Do your step on boots work with regular bindings?


----------



## CelliniKS (Mar 23, 2015)

If I took the rear cleat off the boots I think it would work fairly well with a regular binding. Not optimal though. I didnt like the flex on the rules anyway, so I'll be looking for a new set if boots/bindings for next season.


----------



## Kijima (Mar 3, 2019)

So my first time in an onsen I threw boiling hot water all over my balls cause I couldn't read the sign written in Japanese clearly stating not to throw this water on your nuts lol. 
I'll never fking forget that day.

I reckon you and step ons are the same, you aint never gonna get stuck in them bindings again :grin:


----------



## CelliniKS (Mar 23, 2015)

That's true, I'll certainly be more diligent in checking to make sure my pants are in the clip going forward. But in my opinion if I can't confidently skate off the lift and step into the binding without first stopping, turning around, and checking my pant leg, that pretty much defeats the purpose. I might as well skate off, stop, and flip 2 ratchets.


----------



## Kijima (Mar 3, 2019)

CelliniKS said:


> That's true, I'll certainly be more diligent in checking to make sure my pants are in the clip going forward. But in my opinion if I can't confidently skate off the lift and step into the binding without first stopping, turning around, and checking my pant leg, that pretty much defeats the purpose. I might as well skate off, stop, and flip 2 ratchets.
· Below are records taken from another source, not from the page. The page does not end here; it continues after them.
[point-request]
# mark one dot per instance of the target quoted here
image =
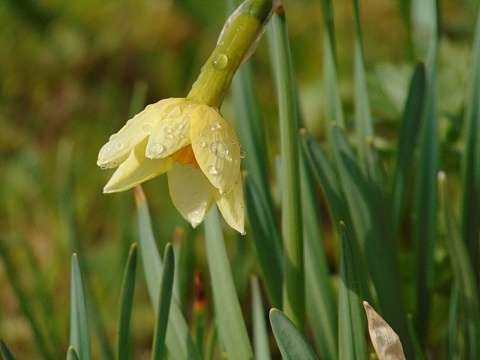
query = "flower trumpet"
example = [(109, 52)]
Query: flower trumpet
[(188, 138)]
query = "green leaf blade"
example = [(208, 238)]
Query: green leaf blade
[(165, 298), (179, 341), (291, 342), (79, 332), (231, 326), (351, 344), (126, 304)]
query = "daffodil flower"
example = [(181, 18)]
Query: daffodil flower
[(188, 138)]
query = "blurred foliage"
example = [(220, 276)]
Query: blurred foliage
[(67, 73)]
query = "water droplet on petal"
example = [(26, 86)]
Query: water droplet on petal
[(156, 149), (212, 170), (175, 111), (146, 128), (215, 124), (219, 148), (220, 62)]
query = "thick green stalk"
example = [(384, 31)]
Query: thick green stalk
[(237, 40)]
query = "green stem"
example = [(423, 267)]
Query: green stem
[(238, 38)]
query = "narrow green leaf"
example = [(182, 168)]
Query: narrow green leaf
[(351, 339), (333, 105), (231, 326), (327, 177), (79, 332), (294, 282), (290, 341), (407, 140), (5, 352), (72, 354), (126, 301), (464, 276), (470, 168), (260, 333), (165, 297), (320, 299), (266, 240), (453, 321), (363, 116), (373, 233), (425, 201), (250, 129), (179, 341)]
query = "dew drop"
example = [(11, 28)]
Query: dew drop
[(215, 124), (212, 170), (146, 129), (156, 149), (175, 112), (219, 148), (220, 62)]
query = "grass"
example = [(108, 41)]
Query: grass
[(344, 142)]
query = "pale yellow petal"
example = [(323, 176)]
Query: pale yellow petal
[(231, 206), (119, 146), (216, 147), (172, 133), (136, 169), (191, 192), (385, 341)]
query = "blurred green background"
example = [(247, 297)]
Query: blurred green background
[(68, 70)]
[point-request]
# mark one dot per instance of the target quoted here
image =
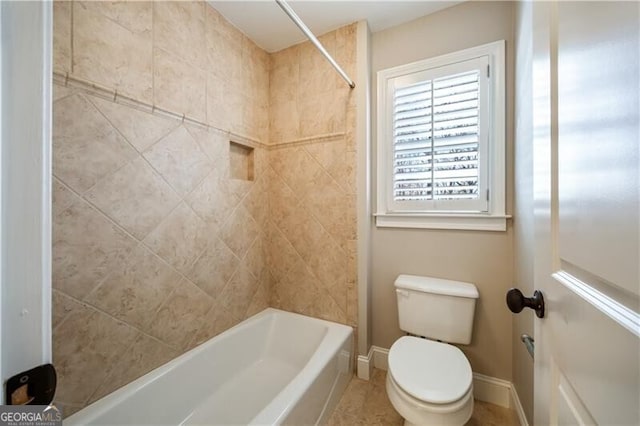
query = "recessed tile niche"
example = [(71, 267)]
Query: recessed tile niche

But you have the advantage of the heel being locked down where as a strap binding definitely has some give to it which fatigues my foot muscles.


----------



## f00bar (Mar 6, 2014)

Maybe you should blame your pants and not the bindings? The binding isn't malfunctioning, you jammed it with your pants after they became unclipped.

Honestly this seems to fall into the sometimes shit happens, learn from it to try to avoid and move on.


----------



## CelliniKS (Mar 23, 2015)

f00bar said:


> Maybe you should blame your pants and not the bindings? The binding isn't malfunctioning, you jammed it with your pants after they became unclipped.
> 
> Honestly this seems to fall into the sometimes shit happens, learn from it to try to avoid and move on.


I'm not blaming the binding so much as the solution to keep your pants from jamming up the binding. It's not an issue with my pants, anyone who has pants which cover their boots (assuming that is everyone) could run into this issue if the clip on the back of the step on boot fails to hold their pants in place and out of the way of the rear cleat. Maybe they need some sort of tightening thumb screw which you could tighten on the clip after sliding your pants in to have it more securely hold your pants.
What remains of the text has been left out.